The Mundane, the Mystical, and the Meta - coffeemug
https://www.defmacro.org/2019/11/25/mmm.html
======
sah2ed
Interesting perspective and I mostly agree with the kernel of your article.

A few small gripes. All three words start with the letter M perhaps to make
them easy to recall, but I feel like other words that are more familiar wrt
the subject matter (from existing literature), could serve the same purpose
better.

The kernel of your article and the preceding “Craftsman, Executive” seems to
dwell on learning to make the right decisions for the context at hand, which
we can just generalize to decision-making.

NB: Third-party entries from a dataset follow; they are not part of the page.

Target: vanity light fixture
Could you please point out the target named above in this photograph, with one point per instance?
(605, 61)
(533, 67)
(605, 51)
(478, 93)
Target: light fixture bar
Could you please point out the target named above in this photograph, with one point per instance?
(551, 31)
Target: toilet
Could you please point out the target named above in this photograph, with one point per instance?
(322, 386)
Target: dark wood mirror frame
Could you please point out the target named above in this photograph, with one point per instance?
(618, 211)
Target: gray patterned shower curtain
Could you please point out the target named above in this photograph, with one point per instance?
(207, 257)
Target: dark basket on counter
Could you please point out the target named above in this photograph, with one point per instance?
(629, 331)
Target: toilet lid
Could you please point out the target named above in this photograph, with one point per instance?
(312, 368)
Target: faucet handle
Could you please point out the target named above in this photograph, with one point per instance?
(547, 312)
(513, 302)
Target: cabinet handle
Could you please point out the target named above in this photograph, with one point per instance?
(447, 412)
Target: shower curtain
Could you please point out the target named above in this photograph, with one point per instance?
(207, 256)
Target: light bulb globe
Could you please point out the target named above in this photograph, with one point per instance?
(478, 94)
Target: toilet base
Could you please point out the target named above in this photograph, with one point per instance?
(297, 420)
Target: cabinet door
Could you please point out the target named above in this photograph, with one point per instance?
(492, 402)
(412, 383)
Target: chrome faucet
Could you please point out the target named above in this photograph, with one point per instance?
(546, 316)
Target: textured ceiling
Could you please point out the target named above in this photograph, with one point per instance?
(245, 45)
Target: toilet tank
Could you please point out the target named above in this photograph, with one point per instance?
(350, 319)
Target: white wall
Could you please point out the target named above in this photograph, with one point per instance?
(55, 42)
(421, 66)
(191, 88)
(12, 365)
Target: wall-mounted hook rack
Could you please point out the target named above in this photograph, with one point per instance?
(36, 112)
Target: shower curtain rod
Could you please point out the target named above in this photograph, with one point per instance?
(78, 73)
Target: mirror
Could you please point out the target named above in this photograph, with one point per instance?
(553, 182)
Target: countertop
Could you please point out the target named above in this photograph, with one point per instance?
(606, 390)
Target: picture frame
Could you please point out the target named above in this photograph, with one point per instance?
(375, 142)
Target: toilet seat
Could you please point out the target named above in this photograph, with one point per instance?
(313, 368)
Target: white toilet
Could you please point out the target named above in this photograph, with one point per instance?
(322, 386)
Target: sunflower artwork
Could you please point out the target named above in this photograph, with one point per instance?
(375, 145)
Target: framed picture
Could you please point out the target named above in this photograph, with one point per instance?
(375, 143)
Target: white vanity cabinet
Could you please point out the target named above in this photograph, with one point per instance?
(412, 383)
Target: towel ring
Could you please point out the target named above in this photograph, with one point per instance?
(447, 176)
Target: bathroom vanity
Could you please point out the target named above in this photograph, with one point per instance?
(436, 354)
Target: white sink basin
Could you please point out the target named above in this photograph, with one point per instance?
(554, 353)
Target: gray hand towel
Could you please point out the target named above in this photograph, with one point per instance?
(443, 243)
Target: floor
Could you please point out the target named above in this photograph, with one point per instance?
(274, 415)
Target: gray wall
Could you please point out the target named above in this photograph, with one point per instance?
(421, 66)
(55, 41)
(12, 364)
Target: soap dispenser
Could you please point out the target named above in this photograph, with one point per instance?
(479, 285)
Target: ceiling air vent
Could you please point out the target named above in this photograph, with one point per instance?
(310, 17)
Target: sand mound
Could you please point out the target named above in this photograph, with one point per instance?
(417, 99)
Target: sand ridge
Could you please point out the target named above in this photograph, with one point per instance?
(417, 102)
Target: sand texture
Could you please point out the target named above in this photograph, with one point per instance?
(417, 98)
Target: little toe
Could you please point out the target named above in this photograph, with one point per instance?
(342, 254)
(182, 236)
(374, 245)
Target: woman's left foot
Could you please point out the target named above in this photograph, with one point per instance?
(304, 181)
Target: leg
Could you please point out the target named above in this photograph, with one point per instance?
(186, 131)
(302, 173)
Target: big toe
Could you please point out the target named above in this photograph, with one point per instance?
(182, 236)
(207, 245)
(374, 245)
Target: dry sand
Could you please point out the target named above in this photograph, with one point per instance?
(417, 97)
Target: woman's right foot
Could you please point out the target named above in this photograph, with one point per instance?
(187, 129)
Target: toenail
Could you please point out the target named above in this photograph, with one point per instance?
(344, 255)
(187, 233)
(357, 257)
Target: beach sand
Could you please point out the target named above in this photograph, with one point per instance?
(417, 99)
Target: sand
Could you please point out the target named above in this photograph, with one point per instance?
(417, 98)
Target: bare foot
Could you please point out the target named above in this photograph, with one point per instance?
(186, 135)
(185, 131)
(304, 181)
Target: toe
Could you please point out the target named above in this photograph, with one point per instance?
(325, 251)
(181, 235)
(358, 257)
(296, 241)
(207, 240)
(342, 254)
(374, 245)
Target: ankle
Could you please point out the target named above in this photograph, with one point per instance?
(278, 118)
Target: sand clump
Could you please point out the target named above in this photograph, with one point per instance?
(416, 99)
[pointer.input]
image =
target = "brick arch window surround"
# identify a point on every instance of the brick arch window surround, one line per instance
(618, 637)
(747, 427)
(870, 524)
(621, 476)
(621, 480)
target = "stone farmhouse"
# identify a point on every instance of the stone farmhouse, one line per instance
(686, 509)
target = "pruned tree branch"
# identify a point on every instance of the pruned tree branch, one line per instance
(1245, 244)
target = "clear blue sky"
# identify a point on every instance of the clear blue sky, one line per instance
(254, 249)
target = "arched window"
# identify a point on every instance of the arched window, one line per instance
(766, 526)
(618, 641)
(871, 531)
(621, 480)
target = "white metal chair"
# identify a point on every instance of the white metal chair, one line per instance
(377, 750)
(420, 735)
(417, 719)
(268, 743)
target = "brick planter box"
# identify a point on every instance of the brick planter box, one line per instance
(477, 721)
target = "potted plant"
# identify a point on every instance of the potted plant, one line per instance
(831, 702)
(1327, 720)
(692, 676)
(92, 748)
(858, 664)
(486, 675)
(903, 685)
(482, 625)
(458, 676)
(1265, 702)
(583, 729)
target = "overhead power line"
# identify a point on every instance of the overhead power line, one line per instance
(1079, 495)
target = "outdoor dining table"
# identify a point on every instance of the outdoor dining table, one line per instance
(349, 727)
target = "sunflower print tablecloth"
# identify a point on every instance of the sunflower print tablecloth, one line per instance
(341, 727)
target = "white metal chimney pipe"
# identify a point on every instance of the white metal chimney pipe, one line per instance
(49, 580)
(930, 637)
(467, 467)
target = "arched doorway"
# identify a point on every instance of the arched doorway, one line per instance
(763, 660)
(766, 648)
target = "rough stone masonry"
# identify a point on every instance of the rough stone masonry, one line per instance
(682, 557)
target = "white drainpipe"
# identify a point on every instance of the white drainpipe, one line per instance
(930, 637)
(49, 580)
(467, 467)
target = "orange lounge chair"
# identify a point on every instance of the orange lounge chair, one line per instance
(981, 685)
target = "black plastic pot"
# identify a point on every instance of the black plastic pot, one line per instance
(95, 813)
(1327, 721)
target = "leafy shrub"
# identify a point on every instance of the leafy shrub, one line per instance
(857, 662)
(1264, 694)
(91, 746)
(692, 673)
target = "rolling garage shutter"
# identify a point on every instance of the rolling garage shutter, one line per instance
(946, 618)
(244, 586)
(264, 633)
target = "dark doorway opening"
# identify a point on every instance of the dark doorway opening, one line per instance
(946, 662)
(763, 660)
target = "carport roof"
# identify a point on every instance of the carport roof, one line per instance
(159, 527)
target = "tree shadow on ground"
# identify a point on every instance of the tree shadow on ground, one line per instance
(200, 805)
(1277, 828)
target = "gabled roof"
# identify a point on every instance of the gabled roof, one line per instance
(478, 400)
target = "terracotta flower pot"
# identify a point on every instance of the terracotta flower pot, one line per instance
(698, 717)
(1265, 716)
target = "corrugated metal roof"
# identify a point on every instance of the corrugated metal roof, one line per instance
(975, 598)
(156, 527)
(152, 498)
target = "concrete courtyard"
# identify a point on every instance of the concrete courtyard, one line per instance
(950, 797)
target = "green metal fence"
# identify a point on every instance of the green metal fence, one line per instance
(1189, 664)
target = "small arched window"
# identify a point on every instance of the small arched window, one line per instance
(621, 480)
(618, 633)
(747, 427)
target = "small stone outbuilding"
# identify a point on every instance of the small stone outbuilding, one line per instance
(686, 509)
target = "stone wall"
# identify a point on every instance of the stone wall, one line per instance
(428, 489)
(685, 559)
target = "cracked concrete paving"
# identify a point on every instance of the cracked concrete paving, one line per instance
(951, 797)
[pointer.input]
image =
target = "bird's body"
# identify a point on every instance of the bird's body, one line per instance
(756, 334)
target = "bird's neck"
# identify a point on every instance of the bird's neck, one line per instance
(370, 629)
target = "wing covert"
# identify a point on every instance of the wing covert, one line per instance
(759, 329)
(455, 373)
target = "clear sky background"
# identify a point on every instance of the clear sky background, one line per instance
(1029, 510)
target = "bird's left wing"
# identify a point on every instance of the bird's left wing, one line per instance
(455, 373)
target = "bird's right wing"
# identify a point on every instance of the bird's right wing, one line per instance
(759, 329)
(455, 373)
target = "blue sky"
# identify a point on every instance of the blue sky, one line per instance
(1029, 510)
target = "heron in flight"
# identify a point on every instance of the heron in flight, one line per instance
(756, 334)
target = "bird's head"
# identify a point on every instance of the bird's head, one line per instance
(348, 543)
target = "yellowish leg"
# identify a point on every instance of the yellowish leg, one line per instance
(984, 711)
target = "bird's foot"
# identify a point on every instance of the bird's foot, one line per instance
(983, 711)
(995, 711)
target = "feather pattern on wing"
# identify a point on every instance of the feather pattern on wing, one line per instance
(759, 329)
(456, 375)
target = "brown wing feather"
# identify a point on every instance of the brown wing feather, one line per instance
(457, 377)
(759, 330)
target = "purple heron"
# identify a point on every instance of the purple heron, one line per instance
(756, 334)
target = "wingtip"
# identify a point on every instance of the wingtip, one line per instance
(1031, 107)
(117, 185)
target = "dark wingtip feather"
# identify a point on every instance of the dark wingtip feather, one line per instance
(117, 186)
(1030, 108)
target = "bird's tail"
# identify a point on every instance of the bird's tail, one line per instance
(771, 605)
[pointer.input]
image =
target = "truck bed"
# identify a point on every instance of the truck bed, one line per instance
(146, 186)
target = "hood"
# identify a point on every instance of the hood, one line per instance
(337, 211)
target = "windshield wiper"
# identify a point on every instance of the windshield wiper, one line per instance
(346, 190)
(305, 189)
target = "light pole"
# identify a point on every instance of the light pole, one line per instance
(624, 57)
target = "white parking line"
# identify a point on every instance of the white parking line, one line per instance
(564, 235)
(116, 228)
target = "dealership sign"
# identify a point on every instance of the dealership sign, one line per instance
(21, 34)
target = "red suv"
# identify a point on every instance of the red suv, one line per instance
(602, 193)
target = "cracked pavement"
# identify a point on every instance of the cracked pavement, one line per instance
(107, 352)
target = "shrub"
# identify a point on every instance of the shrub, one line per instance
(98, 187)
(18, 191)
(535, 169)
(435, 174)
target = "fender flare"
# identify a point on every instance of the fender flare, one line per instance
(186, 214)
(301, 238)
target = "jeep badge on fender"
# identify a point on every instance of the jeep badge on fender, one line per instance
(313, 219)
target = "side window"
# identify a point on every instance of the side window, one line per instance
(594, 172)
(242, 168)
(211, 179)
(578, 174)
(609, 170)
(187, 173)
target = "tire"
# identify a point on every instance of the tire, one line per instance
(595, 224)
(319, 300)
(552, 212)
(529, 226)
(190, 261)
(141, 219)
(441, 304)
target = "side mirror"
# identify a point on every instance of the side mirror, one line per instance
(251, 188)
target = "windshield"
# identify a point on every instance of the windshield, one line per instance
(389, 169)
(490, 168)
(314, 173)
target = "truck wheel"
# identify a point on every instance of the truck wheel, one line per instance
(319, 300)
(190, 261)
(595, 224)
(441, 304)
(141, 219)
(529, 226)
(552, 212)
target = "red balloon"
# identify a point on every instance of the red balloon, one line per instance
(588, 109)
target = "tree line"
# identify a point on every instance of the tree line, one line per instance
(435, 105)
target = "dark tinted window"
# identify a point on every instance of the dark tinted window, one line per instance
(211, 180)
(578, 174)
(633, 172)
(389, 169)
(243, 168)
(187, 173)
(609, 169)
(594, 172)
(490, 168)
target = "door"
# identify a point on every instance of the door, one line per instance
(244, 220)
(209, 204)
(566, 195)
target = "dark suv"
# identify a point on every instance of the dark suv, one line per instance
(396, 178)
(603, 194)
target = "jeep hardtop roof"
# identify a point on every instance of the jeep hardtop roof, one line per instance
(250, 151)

Herbert Simon, one of the best thinkers on decision-making, came up with a
model that was improved upon by George Huber, that is neatly captured by this
graphic:

[https://www.researchgate.net/profile/Asefeh_Asemi/publicatio...](https://www.researchgate.net/profile/Asefeh_Asemi/publication/266230971/figure/fig2/AS:317249828212737@1452649661458/Steps-
in-Hubers-Model-Huber-1980.png)

The diagram helps highlight the differences & similarities between the two
modes.

Using the diagram to better understand your article, I would characterize

    
    
      - meta: intelligence
    
      - mystical: design
    
      - mundane: monitoring

------
david-cako
“Capitalist discourse” in Lacan’s theory of discourses reminds me a bit of
this; it is essentially the realization of “new” constraints, ex nihilo, that
can be reorganized and resolved.

The methods in the article are almost like further subcategories for the
internal alchemy at play when creating something new.